Os seus trabalhos anteriormente publicados revelaram alguns dos impactos negativos sobre aves e insectos da radiação de baixo nível que ainda contamina a zona de exclusão que rodeia a central nuclear. Os novos dados sobre mamíferos e répteis mostram o que Moussaeu descreve como um "forte sinal" da redução a biodiversidade também nestes grupos.
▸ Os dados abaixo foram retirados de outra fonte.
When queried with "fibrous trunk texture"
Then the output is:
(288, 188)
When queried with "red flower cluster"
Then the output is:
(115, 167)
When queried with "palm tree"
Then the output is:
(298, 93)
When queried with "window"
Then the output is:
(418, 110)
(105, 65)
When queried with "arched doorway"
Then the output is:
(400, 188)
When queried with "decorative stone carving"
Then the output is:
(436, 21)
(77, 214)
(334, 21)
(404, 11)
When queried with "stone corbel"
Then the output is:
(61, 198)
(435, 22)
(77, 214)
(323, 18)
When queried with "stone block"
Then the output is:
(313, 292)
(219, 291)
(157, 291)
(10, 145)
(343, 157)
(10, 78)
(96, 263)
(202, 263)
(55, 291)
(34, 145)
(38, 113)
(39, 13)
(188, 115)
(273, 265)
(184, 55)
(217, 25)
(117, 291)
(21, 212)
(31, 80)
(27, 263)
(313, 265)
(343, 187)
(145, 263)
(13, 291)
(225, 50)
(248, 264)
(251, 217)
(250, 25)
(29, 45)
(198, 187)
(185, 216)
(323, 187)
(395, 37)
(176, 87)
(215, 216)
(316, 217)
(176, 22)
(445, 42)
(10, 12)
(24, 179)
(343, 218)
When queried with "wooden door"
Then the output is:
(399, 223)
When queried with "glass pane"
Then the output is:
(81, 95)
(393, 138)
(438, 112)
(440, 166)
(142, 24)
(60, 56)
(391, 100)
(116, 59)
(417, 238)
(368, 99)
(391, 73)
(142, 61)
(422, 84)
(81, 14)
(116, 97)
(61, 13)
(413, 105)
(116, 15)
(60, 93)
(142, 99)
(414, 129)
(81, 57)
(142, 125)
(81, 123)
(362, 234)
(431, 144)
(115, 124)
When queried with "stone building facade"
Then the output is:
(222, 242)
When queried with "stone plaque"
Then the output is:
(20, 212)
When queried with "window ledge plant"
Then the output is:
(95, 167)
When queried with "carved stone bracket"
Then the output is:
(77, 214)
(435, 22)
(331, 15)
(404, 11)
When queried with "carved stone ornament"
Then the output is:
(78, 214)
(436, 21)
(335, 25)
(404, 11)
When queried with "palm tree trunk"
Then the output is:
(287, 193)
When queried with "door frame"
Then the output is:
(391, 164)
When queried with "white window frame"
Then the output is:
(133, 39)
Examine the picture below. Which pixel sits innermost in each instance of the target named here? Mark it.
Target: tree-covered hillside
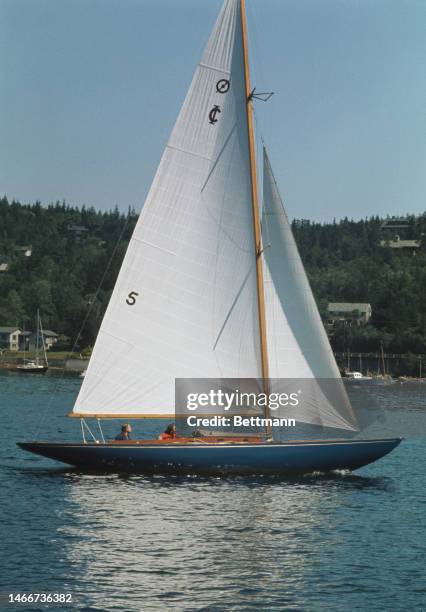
(76, 254)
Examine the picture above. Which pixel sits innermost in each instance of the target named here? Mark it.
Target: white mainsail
(185, 301)
(298, 347)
A equipa de investigação comparou a abundância das espécies na zona de exclusão com tipos de habitats semelhantes na área, que não chegaram a ser contaminados. "A verdade é que estes efeitos da contaminação com radiação foram tão grandes que chegam a ser avassaladores", diz Mousseau.

Durante a realização dos seus censos, ele e Moller também examinaram os efeitos da contaminação por radiação sobre os animais e referem que estes impactos são particularmente óbvios nas aves.

 

Nos seus estudos com andorinhas, a equipa observou aves com tumores nas patas, pescoços e em volta dos olhos: "Pensamos que elas podem ser mais susceptíveis, após as longas migrações que têm que realizar, a stresses ambientais acrescidos", explica Mousseau.
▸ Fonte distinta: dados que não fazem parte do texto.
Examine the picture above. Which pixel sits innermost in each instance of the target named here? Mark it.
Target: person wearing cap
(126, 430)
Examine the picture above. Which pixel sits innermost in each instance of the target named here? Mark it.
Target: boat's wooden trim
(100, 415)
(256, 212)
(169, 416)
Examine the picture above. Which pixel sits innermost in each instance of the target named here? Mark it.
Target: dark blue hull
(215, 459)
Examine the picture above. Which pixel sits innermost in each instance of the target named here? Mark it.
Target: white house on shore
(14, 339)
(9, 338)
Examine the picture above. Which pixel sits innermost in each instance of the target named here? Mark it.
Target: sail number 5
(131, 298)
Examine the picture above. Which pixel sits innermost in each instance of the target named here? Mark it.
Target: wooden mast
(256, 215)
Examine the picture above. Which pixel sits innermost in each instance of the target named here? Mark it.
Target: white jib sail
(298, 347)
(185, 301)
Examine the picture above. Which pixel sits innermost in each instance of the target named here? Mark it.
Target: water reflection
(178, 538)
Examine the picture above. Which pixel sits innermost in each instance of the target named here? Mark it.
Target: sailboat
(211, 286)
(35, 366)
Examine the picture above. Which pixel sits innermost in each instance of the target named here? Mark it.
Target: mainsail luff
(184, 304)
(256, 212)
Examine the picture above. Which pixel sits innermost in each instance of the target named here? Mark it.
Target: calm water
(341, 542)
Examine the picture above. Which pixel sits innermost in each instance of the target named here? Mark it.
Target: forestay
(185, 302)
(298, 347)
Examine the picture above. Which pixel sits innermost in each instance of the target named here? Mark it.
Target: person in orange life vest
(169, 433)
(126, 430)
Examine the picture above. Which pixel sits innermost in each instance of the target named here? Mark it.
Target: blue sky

Os cientistas ucranianos já criticaram as conclusões do estudo. Sergii Gashchak, investigador do Centro Chornobyl, não se mostrou disponível para comentar este novo artigo mas no ano passado tinha desdenhado as descobertas anteriores da equipa sobre insectos e aves. Segundo ele, tinha chegado a "conclusões opostas". 

"A vida selvagem realmente está florescente na zona de Chernobyl, devido ao baixo nível de influência [humana]", disse na altura Gashchak. "Todas as formas de vida surgiram e se desenvolveram sob a influência da radiação, logo mecanismos de resistência e recuperação evoluíram para a sobrevivência nessas condições."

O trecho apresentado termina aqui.